第5話 異常事物研究機関
――何もない空間で私は泣いていていた。
ポタポタと涙が地面に落ちるのがわかる。
「ごめんね、何も出来なくて」
私は目の前に立つ小さな少女に語りかけた。
その少女はその背丈から想像出来る年齢の割には痩せていて、ボロボロの服を身に纏っていた。
「何で泣いているの?」
後ろから見知らぬ誰かに声をかけられる。
振り向くとそこには――
***
綾音が深い夢から目を覚ますと、自身の体が硬い椅子にロープで縛りつけられ、拘束されている事に気づく。
辺りを見回すと今自身がいるこの場所が窓一つないコンクリートの壁に覆われた部屋の中心である事がわかる。
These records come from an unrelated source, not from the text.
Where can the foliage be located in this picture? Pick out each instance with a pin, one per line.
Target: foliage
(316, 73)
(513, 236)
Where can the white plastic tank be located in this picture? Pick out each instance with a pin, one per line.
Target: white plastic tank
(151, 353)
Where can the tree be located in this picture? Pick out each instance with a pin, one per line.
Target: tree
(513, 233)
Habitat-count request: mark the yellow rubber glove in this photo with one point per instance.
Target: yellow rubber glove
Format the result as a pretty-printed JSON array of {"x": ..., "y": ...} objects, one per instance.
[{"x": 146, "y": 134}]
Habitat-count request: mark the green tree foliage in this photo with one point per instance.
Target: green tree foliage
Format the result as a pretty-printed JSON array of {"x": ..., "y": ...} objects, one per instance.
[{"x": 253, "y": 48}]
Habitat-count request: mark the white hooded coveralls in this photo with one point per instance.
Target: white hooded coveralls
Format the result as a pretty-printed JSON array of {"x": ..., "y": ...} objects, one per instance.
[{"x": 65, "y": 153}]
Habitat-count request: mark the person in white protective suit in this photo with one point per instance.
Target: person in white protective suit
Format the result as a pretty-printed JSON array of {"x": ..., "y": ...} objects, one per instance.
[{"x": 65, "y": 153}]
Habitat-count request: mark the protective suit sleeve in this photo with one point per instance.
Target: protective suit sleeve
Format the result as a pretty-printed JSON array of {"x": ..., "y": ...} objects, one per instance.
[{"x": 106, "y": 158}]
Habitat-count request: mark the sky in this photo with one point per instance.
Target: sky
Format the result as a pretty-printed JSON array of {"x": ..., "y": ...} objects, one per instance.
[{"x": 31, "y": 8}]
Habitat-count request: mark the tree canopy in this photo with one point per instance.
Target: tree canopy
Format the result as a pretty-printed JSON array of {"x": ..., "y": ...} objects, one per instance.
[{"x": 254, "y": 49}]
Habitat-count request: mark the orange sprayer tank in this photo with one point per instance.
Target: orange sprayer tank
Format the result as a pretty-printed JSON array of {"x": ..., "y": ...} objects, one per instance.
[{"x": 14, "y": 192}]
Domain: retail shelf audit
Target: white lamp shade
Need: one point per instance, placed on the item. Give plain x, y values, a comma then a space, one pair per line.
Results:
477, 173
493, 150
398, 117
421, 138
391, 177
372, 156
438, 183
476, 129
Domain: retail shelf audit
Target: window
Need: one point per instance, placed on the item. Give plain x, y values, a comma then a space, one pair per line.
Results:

天井には蛍光灯が取り付けられており、出口と思われる箇所は正面に一つある頑丈そうな金属の扉の他にない。
しかし、仮にこの拘束を抜けたところであの出口にはそう簡単には辿り着けないだろう。
何故なら――
「やっと目覚めたか、異常実体と関わりがあるとはいえ、教え子にはあまり手荒な真似をしたくなかったからちょうど良かった」
そこにいるのは綾音は所属するクラスの担任教師である柏木菜津子であった。さらによく見ると、彼女の近くに水の入ったバケツがある事にあるは気づく。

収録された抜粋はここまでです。